Here at Scout we know that recruitment is damn hard. Headhunting in particular, is probably one of the hardest and most time-consuming types of recruitment you can undertake. Which probably begs the question of why do we do it?
Well, let’s back up a few minutes.
Traditionally, recruiters used to look at the talent pool as being made up of passive and active candidates. Active being those that are actively looking at job boards and applying for jobs and passive being the group that are not actively looking but would be open to a new role if it were the right fit and it were presented to them.
We now have come to the point of continual candidates.
There was once a time when people would see a role and company as the place the would work for life. Those days are mostly now a thing of the past. Employees now have an eye on the door at all times to ensure that they don’t miss out on their next big opportunity. Millennials in particular as a group have a tendency to prefer to advance their career by moving to a different organization rather than wait for opportunities for promotion to open up where they are. By 2025, millennials will make up 75% of the global workforce.

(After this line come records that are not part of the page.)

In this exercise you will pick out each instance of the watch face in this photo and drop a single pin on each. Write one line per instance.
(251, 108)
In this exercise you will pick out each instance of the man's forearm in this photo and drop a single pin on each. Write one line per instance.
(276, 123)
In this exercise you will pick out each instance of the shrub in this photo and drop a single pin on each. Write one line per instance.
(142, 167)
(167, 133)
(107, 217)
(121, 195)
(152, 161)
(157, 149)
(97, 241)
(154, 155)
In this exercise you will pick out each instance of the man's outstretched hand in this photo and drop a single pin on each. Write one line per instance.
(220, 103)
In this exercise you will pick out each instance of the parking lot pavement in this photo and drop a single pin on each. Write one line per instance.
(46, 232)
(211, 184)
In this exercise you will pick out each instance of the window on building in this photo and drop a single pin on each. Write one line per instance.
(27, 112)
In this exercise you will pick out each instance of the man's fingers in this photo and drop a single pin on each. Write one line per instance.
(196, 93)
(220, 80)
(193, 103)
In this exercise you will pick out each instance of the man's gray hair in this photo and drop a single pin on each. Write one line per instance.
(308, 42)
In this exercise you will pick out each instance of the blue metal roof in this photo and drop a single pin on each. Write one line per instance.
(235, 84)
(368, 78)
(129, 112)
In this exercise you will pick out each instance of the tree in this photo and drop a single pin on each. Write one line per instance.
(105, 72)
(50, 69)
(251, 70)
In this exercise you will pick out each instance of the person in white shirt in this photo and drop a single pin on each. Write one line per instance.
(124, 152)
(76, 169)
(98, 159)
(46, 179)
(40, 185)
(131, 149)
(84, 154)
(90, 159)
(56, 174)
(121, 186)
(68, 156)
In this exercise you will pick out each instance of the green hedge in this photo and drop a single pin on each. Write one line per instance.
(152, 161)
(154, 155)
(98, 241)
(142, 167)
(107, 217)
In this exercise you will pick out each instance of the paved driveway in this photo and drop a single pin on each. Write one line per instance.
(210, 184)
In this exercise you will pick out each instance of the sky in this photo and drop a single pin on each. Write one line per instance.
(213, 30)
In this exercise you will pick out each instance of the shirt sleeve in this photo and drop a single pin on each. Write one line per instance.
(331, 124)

Depending on where you are or who you are this all might terrify you. But it’s also an opportunity, and that’s where we come to headhunting. With so much of the current workforce open to new opportunities once they are presented to them, headhunting is suddenly an extremely valuable tool in your recruitment arsenal!
Headhunting can take many forms, it can be online and high tech, using tools like LinkedIn’s recruiter license or Indeed’s Resume search function or whichever organization has the biggest database of resumes and CVs where you are located. It can also be offline and really effective. Of course, it can also be offline and really creepy and ineffective too. Don’t be one of those people that approaches someone in their place of work, in front of their boss, and tries to offer them a new role. That’s about as useful as yelling at strangers in a park that you have an opening for a new role.
Let’s look at the online world first. Effective recruitment here can be quite time consuming and may take a lot of effort to yield results, but there are certain ways to bolster your chances when reviewing an online database or reaching out to people on LinkedIn.
Some recruiters like to spam hundreds of profiles with a message that barely describes the role and is clearly mass-produced. This is useless. If by some miracle it garners you a hire, it will not be the best hire you could get. You need to take time to read the information that the person you’re interested in has on their profile and tailor your message towards them. If there’s something particular in their experience you’re interested in, highlight that to them, and in doing so make it clear that your message isn’t mass-produced and is instead solely for you.
On the back of that be prepared that your candidate has all of the power, you can’t hide things like salary range from them, you can’t get them to bend over backwards and answer hundreds of screening questions. You’ve reached out to them which means you need to meet them where they are, maybe it’s an initial casual phone call so they can ask some questions, maybe it’s a visit to your office, maybe they’ll be interested straight away and ready for an interview. Who knows, but one thing is for certain, they’re not going to fall into a strict recruitment process. Allow some wiggle room for them, they are potentially your purple unicorn after all. Cater to their needs as much as possible because remember they did not seek you out, you sought them out.
Online recruitment tools can be expensive and if you’re not recruiting frequently you may want to reach out to an external company such as ourselves for support on that front.
However, there are other options for you. Offline headhunting can be really powerful and even if it doesn’t make you that initial hire it can be really effective at bolstering your employer brand.
There is a multitude of different ways you can go about Offline Headhunting. The easiest is an employee referral program. Tell your employees which roles you’re struggling to fill and reward them for finding someone who lasts in the role. Your employees know people in their field and probably have quite a large reach to potential candidates you’re not aware of. If you’re not able to reward your employees with some monetary increases there are other options open to you. An example from a client we work with was to buy a holiday for two for one of their employees each year, to be in the running you had to have referred an employee to the organization that lasted a certain period of time and at the end of the year, all the employees that had referred someone were put into a raffle and a random winner was selected. Something creative like that can sometimes appeal to your workforce more than a short-lived monetary gain.
Employee Referral Programs are of course not your only option. Lots of organizations have had great success by hosting some sort of networking event. The easiest example is to get an interesting guest speaker, bonus points if they appeal to your target demographic, and open your office up to the public. Before the speaker begins, have your open roles clearly visible on fliers or on a projector and again do the same when your speaker finishes. It’s incredibly effective because essentially, you’re selling your organization to people by saying ‘look how great we are, we even have this person as a guest speaker’, while also trying to recruit them with your open roles.
Whatever you decide to do and whichever avenue you choose to take, you do need to mentally prepare yourself for the fact that headhunting will take time. No one makes a begin decision like a career move in an instant. So take a breath, prepare yourself for the long recruitment process, and buy your employees a couple of trips to Hawaii.